I find that these days, I am referencing anything to do with Jason, LG, and myself as "Just the 3 of us", with finality, like we are nearing the end of an era. I assume that subconsciously, I do this because I know that our days of one kiddo are numbered, and I feel like for each outing and special event we experience as a family these days, I just want to soak up every second, cherish each tiny memory and word, and bottle it up so I will never forget! Of course, this is silly, because baby #2 is clearly present and accounted for... As you can see in our photos :) I have been pondering what it will be like to be a party of FOUR. I never had this experience growing up, as I was an only child. Looking back, it was fine, but as I and my parents are getting older, it is much harder to be an only child, and there are days that I long and ache for a sibling to call up on the phone. To be honest... it's lonely :( So, needless to say, I can't wait to give Leighton the gift of a baby sister, who will be her best friend (some days worst enemy), confidant, and lifelong blood link. What an amazing blessing, and I am so thankful God has given us this opportunity for her. However, I am nervous. I think every new parent experiences the daunting fear of bringing any new life into this crazy world, especially given the level of crazy it's reached in the past few years... I also find myself nearly parlyzed with fear at the thought of entering a grocery store (or any public place for that matter), with a 2.5 year old, (in)sane mind, leaking breasts, and screaming, acid reflux riddled newborn! How am I going to do this?!? I then force myself to reason, and realize that SO many other people do this, with 3 or 4 kids... Look at the Duggars! So, all will be well and fine, just the fear of the 'unknown' I suppose. I also realize what an amazing, hands on, involved husband I have, and that relieves alot of my anxiety ten fold.
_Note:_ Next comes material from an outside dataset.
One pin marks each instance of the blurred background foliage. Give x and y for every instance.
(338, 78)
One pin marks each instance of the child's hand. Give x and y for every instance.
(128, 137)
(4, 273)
With that being said, we just took our final 'family of three' vacation... A little babymoon/last only child trip for Leighton to Hilton Head. Jason's cousin Patrick graduated from basic training on Parris Island, SC, so we parlayed this into a long beach weekend. It was such a nice little break, and gave us some much needed, special moments with our girl... She is getting SO big. It is wonderful and terrifying all at once. She is turning into a little 'boss', and likes to order around her animals and toys (and sometimes mom and dad), with her little pointed finger shaking in our face "No no!". She reminds me of a little teacher, giving her orders and commands. At the same time, she is so sweet, caring, and loving, and I just adore the little person she's becoming!
Dancing at the Salty Dog!!
Twirling in her dress....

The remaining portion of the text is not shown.